Tuesday, August 14, 2012

FinSpy Spyware Appears in 10 Countries

It is one of the more elusive commercial cyber-espionage tools available.

It is marketed as a way for governments to spy on criminals and for over a year, virus hunters unsuccessfully tried to track it down.

Now it is popping up across the globe, from Qatar to an Amazon server in the United States.

FinFisher is a spyware product manufactured by the Gamma Group, a British company that sells surveillance technology. It says its spyware offers “world-class offensive techniques for information gathering.”
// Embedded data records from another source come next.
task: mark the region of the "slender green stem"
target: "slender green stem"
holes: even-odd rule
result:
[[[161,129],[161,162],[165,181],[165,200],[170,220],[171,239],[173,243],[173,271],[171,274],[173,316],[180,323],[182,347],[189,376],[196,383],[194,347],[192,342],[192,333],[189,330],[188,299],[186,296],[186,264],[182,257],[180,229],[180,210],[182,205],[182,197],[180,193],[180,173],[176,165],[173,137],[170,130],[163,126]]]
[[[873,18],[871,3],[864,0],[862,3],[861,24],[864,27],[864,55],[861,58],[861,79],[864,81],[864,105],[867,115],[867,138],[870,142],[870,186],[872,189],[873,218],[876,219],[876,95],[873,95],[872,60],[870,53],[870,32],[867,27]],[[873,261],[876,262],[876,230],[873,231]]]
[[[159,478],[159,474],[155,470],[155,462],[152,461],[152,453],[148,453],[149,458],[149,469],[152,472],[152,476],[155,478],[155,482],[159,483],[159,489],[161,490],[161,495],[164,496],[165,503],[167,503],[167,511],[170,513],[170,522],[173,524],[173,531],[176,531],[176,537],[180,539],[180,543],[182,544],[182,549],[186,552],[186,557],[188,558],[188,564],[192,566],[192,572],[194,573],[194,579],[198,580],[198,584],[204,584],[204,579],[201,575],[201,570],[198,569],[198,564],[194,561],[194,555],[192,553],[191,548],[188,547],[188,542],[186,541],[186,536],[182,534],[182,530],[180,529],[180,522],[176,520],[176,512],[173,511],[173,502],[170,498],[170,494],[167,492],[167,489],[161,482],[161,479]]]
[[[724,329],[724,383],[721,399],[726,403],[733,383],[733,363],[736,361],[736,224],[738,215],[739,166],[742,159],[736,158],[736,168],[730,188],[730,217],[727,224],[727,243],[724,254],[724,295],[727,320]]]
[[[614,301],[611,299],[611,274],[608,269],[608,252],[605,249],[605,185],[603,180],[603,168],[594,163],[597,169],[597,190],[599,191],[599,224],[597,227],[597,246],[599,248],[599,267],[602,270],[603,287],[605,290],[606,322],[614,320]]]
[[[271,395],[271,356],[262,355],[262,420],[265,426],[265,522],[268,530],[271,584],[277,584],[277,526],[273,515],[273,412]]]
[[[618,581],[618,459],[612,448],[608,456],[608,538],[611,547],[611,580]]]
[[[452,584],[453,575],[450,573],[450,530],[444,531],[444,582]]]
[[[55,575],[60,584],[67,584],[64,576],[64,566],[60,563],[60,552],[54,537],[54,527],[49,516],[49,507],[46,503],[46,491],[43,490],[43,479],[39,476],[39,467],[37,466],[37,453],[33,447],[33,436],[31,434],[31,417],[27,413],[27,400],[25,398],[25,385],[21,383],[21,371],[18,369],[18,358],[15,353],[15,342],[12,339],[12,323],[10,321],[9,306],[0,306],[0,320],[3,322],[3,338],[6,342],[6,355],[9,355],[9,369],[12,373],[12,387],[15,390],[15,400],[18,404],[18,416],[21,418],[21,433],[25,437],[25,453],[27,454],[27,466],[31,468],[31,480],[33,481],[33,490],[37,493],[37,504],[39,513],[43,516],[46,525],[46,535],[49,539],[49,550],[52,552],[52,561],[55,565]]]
According to FinFisher’s promotional materials, the spyware can be “used to access target systems, giving full access to stored information with the ability to take control of the target system’s functions to the point of capturing encrypted data and communications.”

Security researchers who studied the spyware last month said it can grab images of users’ computer screens, record their Skype chats, remotely turn on cameras and microphones, and log keystrokes.
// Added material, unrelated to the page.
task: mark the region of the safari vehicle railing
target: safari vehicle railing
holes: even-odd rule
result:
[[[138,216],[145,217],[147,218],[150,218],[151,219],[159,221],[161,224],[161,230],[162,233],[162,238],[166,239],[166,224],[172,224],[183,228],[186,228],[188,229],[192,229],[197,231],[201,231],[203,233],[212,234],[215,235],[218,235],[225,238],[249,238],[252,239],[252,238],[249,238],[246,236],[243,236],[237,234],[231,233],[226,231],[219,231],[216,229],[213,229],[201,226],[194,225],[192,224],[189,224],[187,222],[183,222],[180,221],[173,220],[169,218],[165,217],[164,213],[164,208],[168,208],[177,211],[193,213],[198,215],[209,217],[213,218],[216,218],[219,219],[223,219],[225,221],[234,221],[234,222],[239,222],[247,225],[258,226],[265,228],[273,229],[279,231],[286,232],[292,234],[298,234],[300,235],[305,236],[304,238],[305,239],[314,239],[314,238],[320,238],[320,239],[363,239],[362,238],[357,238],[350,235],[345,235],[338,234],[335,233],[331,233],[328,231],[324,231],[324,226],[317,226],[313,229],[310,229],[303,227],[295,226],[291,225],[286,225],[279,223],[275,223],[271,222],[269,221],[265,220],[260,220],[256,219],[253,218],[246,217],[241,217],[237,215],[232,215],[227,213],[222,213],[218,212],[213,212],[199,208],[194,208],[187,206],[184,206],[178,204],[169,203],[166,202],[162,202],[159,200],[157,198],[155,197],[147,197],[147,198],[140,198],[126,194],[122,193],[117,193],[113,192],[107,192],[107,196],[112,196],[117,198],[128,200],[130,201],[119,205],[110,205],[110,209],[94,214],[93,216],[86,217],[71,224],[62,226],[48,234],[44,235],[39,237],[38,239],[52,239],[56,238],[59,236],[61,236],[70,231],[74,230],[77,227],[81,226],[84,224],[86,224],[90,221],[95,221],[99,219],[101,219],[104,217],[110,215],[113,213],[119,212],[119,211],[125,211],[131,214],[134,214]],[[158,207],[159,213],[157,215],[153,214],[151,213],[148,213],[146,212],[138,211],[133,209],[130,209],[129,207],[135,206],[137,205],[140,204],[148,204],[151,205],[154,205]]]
The Gamma Group markets FinFisher as a way for government law enforcement and intelligence agencies to keep track of criminals, but the researchers’ findings suggested that it was being used more broadly.

The spyware first attracted attention in March 2011 after protesters in Egypt raided the country’s state security headquarters and found an offer to buy FinFisher for 287,000 euros, or $353,000.

Then in May of this year, pro-democracy Bahraini activists, one in London, another in Washington and one in the Bahraini capital, Manama, started receiving suspicious e-mails, which they passed to a Bloomberg reporter.